Noch Ende November machte Albert Saydam, der Vorsitzende des türkischen Zuliefererverbands TAYSAD, darauf aufmerksam, dass Togg für die Zukunft der türkischen Autoindustrie entscheidend sei. Das türkische Medium "Hürriyet" hatte darüber berichtet. Laut der Aussage des Lobbyisten kann die türkische Autoindustrie bis zu 80 Prozent aller für die Produktion eines Autos benötigten Teile produzieren.

Wenn die Transformation der Sparte jedoch nicht fortgesetzt würde, könnte der Anteil heimischer Produzenten jedoch langfristig auf nur 15 Prozent sinken. "Deshalb ist das TOGG-Projekt für uns alle ein Fullsize-Projekt. Wir sehen dadurch, was wir bei einem Elektrofahrzeug können und was nicht. Und zwar nicht nur im Hinblick auf die Wettbewerbsfähigkeit", wird Saydam von "Hürriyet" zitiert.

Die Zellen sollen vor Ort produziert werden

Wie ernst es Togg in Sachen Unabhängigkeit meint, wurde nur wenige Tage später nochmals herausgestellt. Während die meisten westeuropäischen Autobauer die Batteriezellen für ihre E-Autos derzeit noch aus Fernost beziehen, möchten die Türken sie vor Ort herstellen. Togg hat dafür eine Kooperation mit dem chinesischen Unternehmen Farasis geschlossen, das derzeit im sachsen-anhaltischen Bitterfeld sein Europa-Werk plant und auch mit Mercedes zusammenarbeitet. Die deutsche Fabrik verzögert sich jedoch deutlich und könnte erst 2024 den Betrieb aufnehmen.

Wie die "Automobilwoche" berichtet, plant Farasis zusammen mit Togg ein Joint Venture, das gemeinsam an Energiespeicherlösungen werkelt. Zudem soll in der Nähe der Großstadt Bursa eine Fabrik entstehen, in der die Stromspeicher für die Togg-Modelle komplettiert werden. Die dort verbauten Zellen werden anfangs noch aus China importiert, später sollen sie aber ebenfalls in der Türkei gefertigt werden.
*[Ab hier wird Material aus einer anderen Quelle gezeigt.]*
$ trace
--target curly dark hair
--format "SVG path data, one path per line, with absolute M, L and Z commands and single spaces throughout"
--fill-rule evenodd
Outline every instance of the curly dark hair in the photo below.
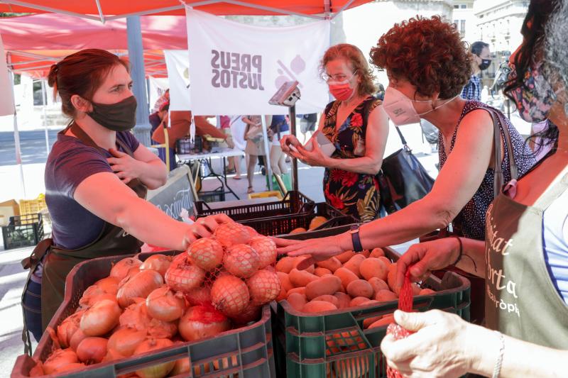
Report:
M 396 23 L 371 49 L 371 60 L 390 76 L 408 80 L 423 96 L 459 94 L 472 74 L 471 55 L 455 24 L 439 16 Z

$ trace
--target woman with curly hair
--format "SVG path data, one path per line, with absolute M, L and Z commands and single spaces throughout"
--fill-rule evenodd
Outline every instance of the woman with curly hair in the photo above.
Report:
M 395 125 L 416 123 L 421 118 L 439 130 L 440 172 L 430 193 L 384 218 L 359 230 L 306 241 L 280 241 L 280 252 L 312 254 L 322 260 L 349 250 L 393 245 L 422 236 L 453 221 L 454 230 L 474 239 L 485 237 L 485 212 L 494 198 L 495 169 L 503 182 L 511 179 L 505 132 L 510 135 L 519 174 L 534 164 L 531 151 L 498 111 L 459 96 L 471 74 L 471 56 L 455 25 L 439 16 L 417 16 L 395 24 L 371 51 L 373 62 L 386 70 L 389 84 L 383 107 Z M 501 162 L 495 167 L 493 122 L 498 116 Z M 307 259 L 305 263 L 313 263 Z M 479 296 L 482 299 L 483 284 Z M 472 294 L 475 295 L 474 291 Z M 472 308 L 481 321 L 483 301 Z
M 373 95 L 373 75 L 363 52 L 346 43 L 336 45 L 322 60 L 323 79 L 336 101 L 327 104 L 318 131 L 305 148 L 293 135 L 280 140 L 282 150 L 312 167 L 324 167 L 326 201 L 364 222 L 379 215 L 378 184 L 375 177 L 383 164 L 388 118 Z M 335 145 L 328 157 L 317 138 L 322 133 Z M 290 145 L 297 152 L 291 151 Z

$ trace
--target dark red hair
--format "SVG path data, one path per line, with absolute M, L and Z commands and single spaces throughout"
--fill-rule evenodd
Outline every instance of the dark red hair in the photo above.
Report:
M 472 58 L 455 24 L 439 16 L 395 24 L 371 49 L 371 59 L 395 79 L 410 82 L 417 93 L 439 92 L 442 99 L 458 95 L 472 74 Z
M 53 87 L 54 96 L 61 98 L 61 111 L 75 117 L 75 109 L 71 96 L 77 94 L 91 100 L 114 67 L 122 65 L 130 72 L 128 64 L 114 54 L 104 50 L 82 50 L 65 57 L 51 66 L 48 84 Z

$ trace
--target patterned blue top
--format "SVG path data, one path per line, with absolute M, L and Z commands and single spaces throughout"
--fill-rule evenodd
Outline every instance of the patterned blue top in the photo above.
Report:
M 481 79 L 476 74 L 472 74 L 464 89 L 462 89 L 462 98 L 465 100 L 481 99 Z
M 462 120 L 466 114 L 471 111 L 487 108 L 493 109 L 501 113 L 499 111 L 481 101 L 470 100 L 466 102 L 464 110 L 462 111 L 462 116 L 457 121 L 456 130 L 454 131 L 454 136 L 452 138 L 452 145 L 449 147 L 450 152 L 452 152 L 452 150 L 454 148 L 454 144 L 456 142 L 456 135 L 457 135 L 457 130 L 459 128 L 459 124 L 462 123 Z M 515 127 L 510 123 L 508 118 L 503 115 L 500 118 L 505 121 L 505 126 L 506 126 L 509 130 L 511 143 L 513 145 L 513 155 L 515 157 L 515 162 L 517 164 L 519 177 L 520 177 L 535 165 L 536 162 L 535 155 L 530 148 L 529 148 L 528 144 L 525 143 L 525 140 L 523 139 L 523 137 L 519 134 L 518 131 L 517 131 Z M 503 125 L 500 125 L 499 128 L 501 130 L 501 138 L 504 140 L 505 135 L 503 133 Z M 439 167 L 442 169 L 447 158 L 444 147 L 442 133 L 440 133 L 438 136 L 438 143 L 439 145 L 438 152 Z M 510 181 L 509 154 L 507 148 L 504 150 L 505 157 L 501 162 L 503 184 Z M 493 157 L 491 158 L 493 159 Z M 491 168 L 488 168 L 487 172 L 485 172 L 485 177 L 484 177 L 484 180 L 479 189 L 477 189 L 473 198 L 469 200 L 469 202 L 466 204 L 454 220 L 454 224 L 459 226 L 464 236 L 472 239 L 477 239 L 479 240 L 485 239 L 485 213 L 487 211 L 487 208 L 489 207 L 489 204 L 491 204 L 495 198 L 495 194 L 493 193 L 493 170 Z

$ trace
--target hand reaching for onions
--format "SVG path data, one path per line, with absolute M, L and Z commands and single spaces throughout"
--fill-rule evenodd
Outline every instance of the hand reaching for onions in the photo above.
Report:
M 230 218 L 223 213 L 200 218 L 195 221 L 195 223 L 189 226 L 189 229 L 185 233 L 183 249 L 187 250 L 192 243 L 200 238 L 211 236 L 219 225 L 232 221 Z

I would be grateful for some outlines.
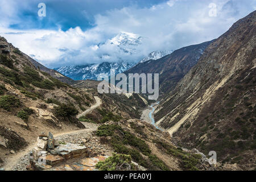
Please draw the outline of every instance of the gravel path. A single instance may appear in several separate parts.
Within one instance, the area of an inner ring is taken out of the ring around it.
[[[87,109],[86,110],[84,111],[82,113],[77,115],[77,116],[76,117],[77,118],[79,118],[81,116],[85,115],[85,114],[90,113],[91,111],[96,109],[97,107],[98,107],[98,106],[100,106],[101,105],[101,104],[102,103],[101,100],[97,96],[94,96],[94,98],[96,100],[96,103],[94,105],[93,105],[92,106],[91,106],[90,109]]]
[[[110,155],[113,152],[111,147],[101,143],[100,138],[94,135],[100,125],[86,122],[83,124],[86,127],[85,129],[55,134],[54,137],[63,143],[72,143],[86,146],[92,149],[94,154]],[[18,152],[4,167],[5,170],[26,171],[26,167],[29,164],[30,152],[35,146],[35,144],[32,144]]]

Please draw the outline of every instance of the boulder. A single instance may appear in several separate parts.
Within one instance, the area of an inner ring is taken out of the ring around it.
[[[46,138],[46,139],[45,139]],[[46,150],[48,145],[48,138],[46,137],[38,137],[38,138],[37,146],[43,150]]]
[[[46,156],[46,164],[54,166],[64,160],[64,158],[59,155],[47,155]]]
[[[57,139],[54,139],[54,146],[59,146],[60,145],[60,140]]]
[[[69,165],[66,164],[64,166],[65,171],[74,171]]]
[[[49,152],[51,154],[56,153],[65,159],[68,159],[87,155],[88,149],[86,147],[68,143],[64,145],[61,144],[55,147],[54,150],[49,150]]]
[[[49,132],[48,135],[48,147],[51,149],[54,148],[54,138],[51,132]]]
[[[193,148],[192,150],[191,150],[191,152],[193,153],[193,154],[200,154],[201,155],[201,156],[203,158],[206,158],[205,155],[204,155],[204,154],[203,154],[202,152],[200,152],[196,148]]]
[[[42,132],[40,135],[40,137],[47,137],[47,134],[45,132]]]
[[[16,121],[14,121],[14,122],[18,125],[20,126],[24,129],[27,129],[28,128],[28,126],[26,123],[25,123],[22,119],[17,119]]]

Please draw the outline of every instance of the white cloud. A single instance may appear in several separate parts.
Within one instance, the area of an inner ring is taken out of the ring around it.
[[[253,10],[252,5],[255,5],[255,1],[253,1],[179,0],[149,8],[131,6],[95,15],[95,26],[85,31],[80,27],[66,31],[22,31],[5,28],[7,21],[1,20],[0,35],[50,67],[120,59],[138,61],[152,51],[176,49],[217,38],[236,20]],[[208,5],[212,2],[217,6],[216,17],[209,16]],[[9,9],[15,11],[11,7]],[[124,53],[115,45],[98,47],[98,44],[106,42],[121,31],[144,37],[144,43],[137,48],[137,53],[132,56]],[[26,34],[5,34],[22,32]]]

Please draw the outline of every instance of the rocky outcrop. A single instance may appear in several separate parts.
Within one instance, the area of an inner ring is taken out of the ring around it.
[[[71,143],[60,144],[51,133],[48,136],[43,133],[39,135],[37,141],[37,147],[30,152],[27,170],[93,171],[98,162],[108,157],[88,158],[91,153],[88,147]]]
[[[30,109],[35,111],[36,115],[46,123],[53,125],[55,127],[61,128],[61,125],[55,116],[52,113],[46,109],[39,109],[35,107],[30,107]]]

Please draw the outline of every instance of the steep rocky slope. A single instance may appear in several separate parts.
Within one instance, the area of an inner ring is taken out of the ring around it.
[[[40,69],[41,71],[42,71],[46,73],[47,73],[48,74],[50,75],[53,78],[56,78],[56,79],[61,81],[63,82],[64,82],[64,83],[66,83],[66,84],[68,84],[69,85],[75,84],[77,82],[76,81],[73,80],[72,78],[62,75],[60,72],[59,72],[54,69],[49,69],[49,68],[46,67],[45,66],[40,64],[36,60],[32,59],[28,56],[27,56],[24,54],[23,54],[23,55],[24,55],[24,56],[26,56],[26,57],[30,61],[31,61],[32,63],[33,63],[33,64],[36,67],[36,68],[38,68]]]
[[[256,11],[212,42],[162,100],[157,124],[180,144],[255,168]]]
[[[160,59],[139,63],[125,73],[159,73],[159,89],[163,95],[174,89],[178,81],[197,63],[210,43],[181,48]]]
[[[0,37],[0,158],[3,162],[42,131],[84,127],[76,115],[94,102],[90,93],[60,82],[31,60]]]

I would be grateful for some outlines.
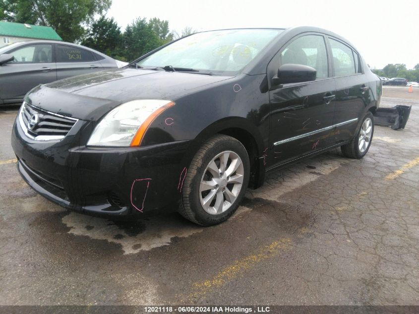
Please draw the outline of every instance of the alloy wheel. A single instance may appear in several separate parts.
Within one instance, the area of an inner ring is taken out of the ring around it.
[[[241,159],[234,152],[223,151],[213,158],[207,165],[199,186],[204,210],[210,215],[227,210],[241,190],[244,174]]]
[[[359,152],[363,153],[368,147],[372,134],[372,121],[367,118],[364,120],[359,131],[359,138],[358,140],[358,147]]]

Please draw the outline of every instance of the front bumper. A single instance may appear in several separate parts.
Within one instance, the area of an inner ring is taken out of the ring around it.
[[[88,214],[123,216],[176,208],[190,141],[135,148],[75,145],[84,141],[77,134],[90,128],[86,123],[75,126],[78,129],[61,141],[48,142],[29,138],[15,124],[12,146],[29,186],[55,203]]]

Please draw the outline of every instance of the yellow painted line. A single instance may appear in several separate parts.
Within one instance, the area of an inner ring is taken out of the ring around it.
[[[17,159],[9,159],[8,160],[0,160],[0,165],[4,165],[5,164],[12,164],[17,161]]]
[[[404,173],[405,172],[406,172],[409,168],[411,168],[412,167],[415,167],[418,164],[419,164],[419,157],[410,161],[406,165],[404,165],[402,168],[401,168],[398,170],[396,170],[394,172],[393,172],[388,175],[387,177],[386,177],[386,180],[392,180],[393,179],[395,179],[402,174]]]
[[[291,244],[290,239],[282,239],[261,248],[254,254],[235,260],[211,279],[193,284],[192,292],[188,296],[187,301],[191,301],[197,298],[203,297],[208,292],[222,287],[259,262],[289,249],[291,247]]]

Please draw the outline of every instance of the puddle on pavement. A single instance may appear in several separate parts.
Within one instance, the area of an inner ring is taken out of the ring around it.
[[[240,206],[234,219],[250,208]],[[176,213],[148,217],[133,222],[112,221],[70,212],[62,219],[70,228],[69,233],[105,240],[121,245],[124,254],[169,245],[174,238],[186,238],[205,229],[189,222]]]
[[[288,169],[273,172],[267,176],[265,186],[255,190],[247,190],[247,202],[245,201],[244,206],[239,206],[231,219],[251,210],[249,207],[252,206],[248,205],[252,203],[252,200],[262,198],[277,201],[280,195],[316,180],[320,175],[330,173],[343,163],[350,162],[350,160],[336,154],[326,154]],[[127,222],[114,222],[71,212],[64,216],[62,221],[70,228],[69,233],[119,244],[124,254],[169,245],[175,238],[186,238],[205,230],[176,213]]]

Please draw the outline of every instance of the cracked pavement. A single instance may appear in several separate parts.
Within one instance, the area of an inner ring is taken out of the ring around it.
[[[413,105],[405,129],[376,126],[360,160],[337,149],[269,173],[207,228],[44,199],[12,161],[17,108],[0,108],[0,305],[419,305],[419,89],[383,93]]]

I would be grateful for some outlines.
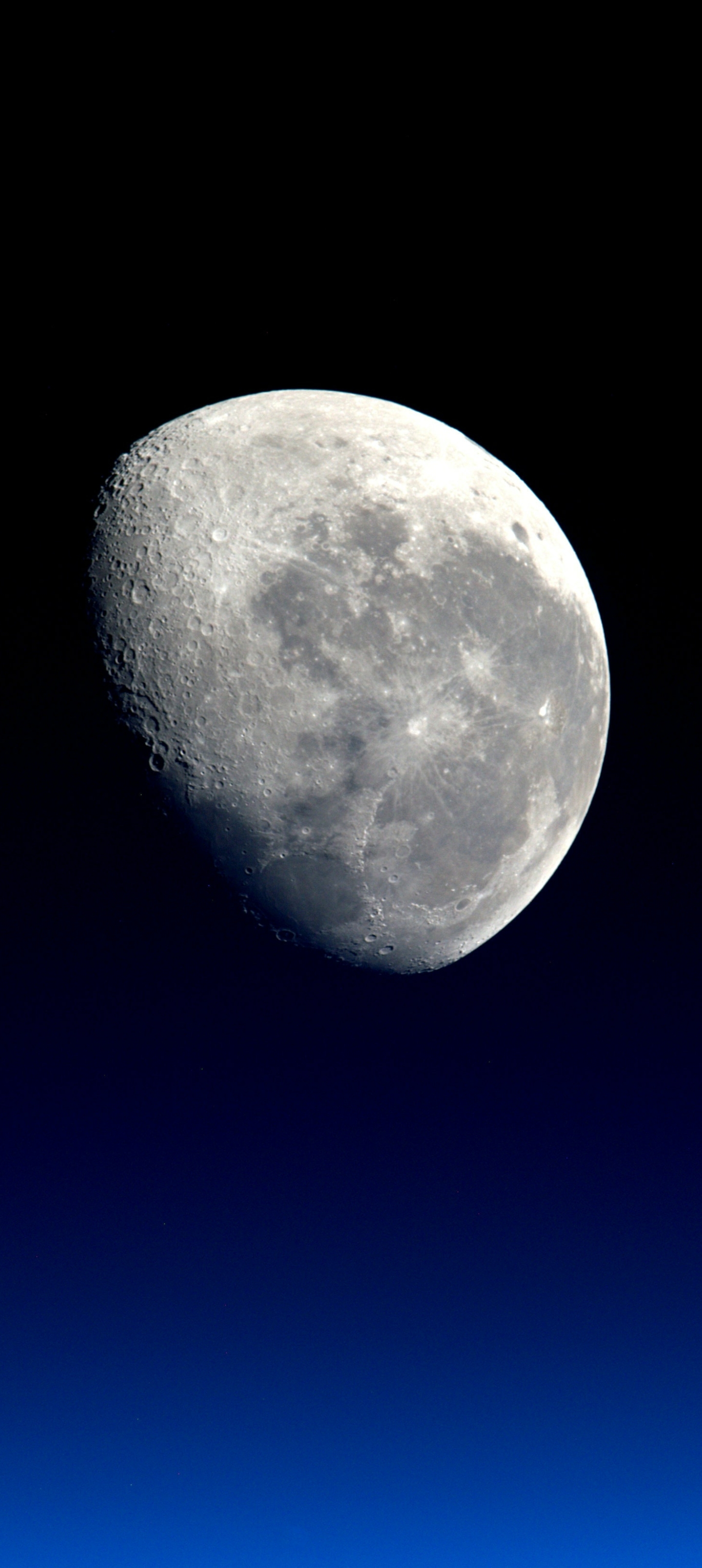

Dies wurde in einer Pressemitteilung von Farasis angekündigt.

Togg plant in seinem Werk eine Frauenquote

Für die Produktion der Autos wird in Gemlik etwas südlich von Istanbul derzeit eine neue Fabrik gebaut. Der Spatenstich war im Sommer 2020. Auf lange Sicht sollen dort 4300 Arbeitsplätze entstehen. Interessant ist, dass Togg in der dortigen Belegschaft eine Frauenquote von 30 Prozent plant. Pro Jahr wird anfangs eine Stückzahl von 175.000 Autos anvisiert. Diese soll sich jedoch von Jahr zu Jahr steigern.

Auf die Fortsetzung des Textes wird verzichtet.